How to Show F is an Isomorphism for Polynomial Vectors?

[simpledude]

Homework Statement

Let V = P2(R) be the vector space of all polynomials P : R −> R that have order less
than 2. We consider the mapping F : V −> V defined for all P belonging to V , by

F(P(x)) = P'(x)+P(x) where
P'(x) denotes the first derivative of the polynomial P.

Question is: Show that F is an isomorphism from V into V

The Attempt at a Solution

So first I showed that F is a linear operator. Now I have to show Ker F={0}
However, when I start to solve the equation, I get lost at solving
P'(x) + P(x) = 0

I know this is a basic first order linear equation, can anyone point me in the right direction?

Thanks!

 

[HallsofIvy]

Homework Statement

Let V = P2(R) be the vector space of all polynomials P : R −> R that have order less
than 2.

Do you mean degree? I don't know what you mean by the order of a polynomial. If you mean degree, then P2 is just the functions of the form p(x)= ax+ b.

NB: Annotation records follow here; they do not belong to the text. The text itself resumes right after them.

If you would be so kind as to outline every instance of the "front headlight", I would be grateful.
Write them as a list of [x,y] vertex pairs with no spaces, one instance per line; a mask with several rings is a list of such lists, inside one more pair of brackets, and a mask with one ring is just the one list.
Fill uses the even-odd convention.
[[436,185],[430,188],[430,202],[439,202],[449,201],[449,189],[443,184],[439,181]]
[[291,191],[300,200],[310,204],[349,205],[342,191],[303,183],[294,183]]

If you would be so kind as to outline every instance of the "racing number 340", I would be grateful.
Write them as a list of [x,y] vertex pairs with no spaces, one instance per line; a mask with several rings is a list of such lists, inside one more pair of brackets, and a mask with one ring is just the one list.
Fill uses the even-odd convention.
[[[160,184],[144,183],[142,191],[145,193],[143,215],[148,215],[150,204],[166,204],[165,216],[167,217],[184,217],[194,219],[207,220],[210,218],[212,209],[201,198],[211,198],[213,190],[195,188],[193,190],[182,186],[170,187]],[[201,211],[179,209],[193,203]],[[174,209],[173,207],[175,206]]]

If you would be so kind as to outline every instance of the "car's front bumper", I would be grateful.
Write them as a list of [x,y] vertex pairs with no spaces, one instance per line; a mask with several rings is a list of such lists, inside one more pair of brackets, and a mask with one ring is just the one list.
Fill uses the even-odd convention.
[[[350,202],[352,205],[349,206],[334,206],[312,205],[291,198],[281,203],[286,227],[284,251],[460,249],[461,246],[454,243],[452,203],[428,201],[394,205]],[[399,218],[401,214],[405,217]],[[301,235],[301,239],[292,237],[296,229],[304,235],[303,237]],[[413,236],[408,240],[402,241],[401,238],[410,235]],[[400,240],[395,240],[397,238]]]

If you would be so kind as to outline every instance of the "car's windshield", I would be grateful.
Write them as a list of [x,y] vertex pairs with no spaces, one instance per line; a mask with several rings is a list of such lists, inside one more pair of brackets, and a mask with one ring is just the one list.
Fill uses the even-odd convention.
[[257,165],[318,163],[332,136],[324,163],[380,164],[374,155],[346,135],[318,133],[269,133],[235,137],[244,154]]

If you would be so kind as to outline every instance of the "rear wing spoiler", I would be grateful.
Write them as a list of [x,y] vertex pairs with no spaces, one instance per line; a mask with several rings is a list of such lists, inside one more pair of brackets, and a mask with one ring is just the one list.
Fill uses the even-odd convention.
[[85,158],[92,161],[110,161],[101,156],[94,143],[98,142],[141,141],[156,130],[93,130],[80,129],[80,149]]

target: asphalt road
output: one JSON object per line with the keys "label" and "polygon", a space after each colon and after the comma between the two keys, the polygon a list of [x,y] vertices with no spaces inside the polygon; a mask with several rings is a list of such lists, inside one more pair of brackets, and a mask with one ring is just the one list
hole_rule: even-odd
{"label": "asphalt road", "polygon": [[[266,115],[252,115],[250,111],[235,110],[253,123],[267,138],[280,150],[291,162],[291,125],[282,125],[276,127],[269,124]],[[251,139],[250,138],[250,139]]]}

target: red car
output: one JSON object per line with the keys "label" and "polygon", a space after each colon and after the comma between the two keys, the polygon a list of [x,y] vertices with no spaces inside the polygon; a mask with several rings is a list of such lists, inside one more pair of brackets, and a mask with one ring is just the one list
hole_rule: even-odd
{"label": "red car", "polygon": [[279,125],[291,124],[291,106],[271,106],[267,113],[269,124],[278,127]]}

We consider the mapping F : V −> V defined for all P belonging to V , by

F(P(x)) = P'(x)+P(x) where
P'(x) denotes the first derivative of the polynomial P.

Question is: Show that F is an isomorphism from V into V

The Attempt at a Solution

So first I showed that F is a linear operator. Now I have to show Ker F={0}
However, when I start to solve the equation, I get lost at solving
P'(x) + P(x) = 0

I know this is a basic first order linear equation, can anyone point me in the right direction?

Thanks!

Not only is it a basic equation, it is even more basic applied to P2!
F(ax+ b)= (ax+b)'+ (ax+b)= ax+ (a+b). If F(ax+b)= ax+ (a+b)= 0 for all x, then a= 0 and a+b= 0. What does that tell you?

 

[ircdan]

first, i think mean to say degree and not order
second, are you sure you don't mean, P_2(R) is the vector space of all polynomials of degree at most 2?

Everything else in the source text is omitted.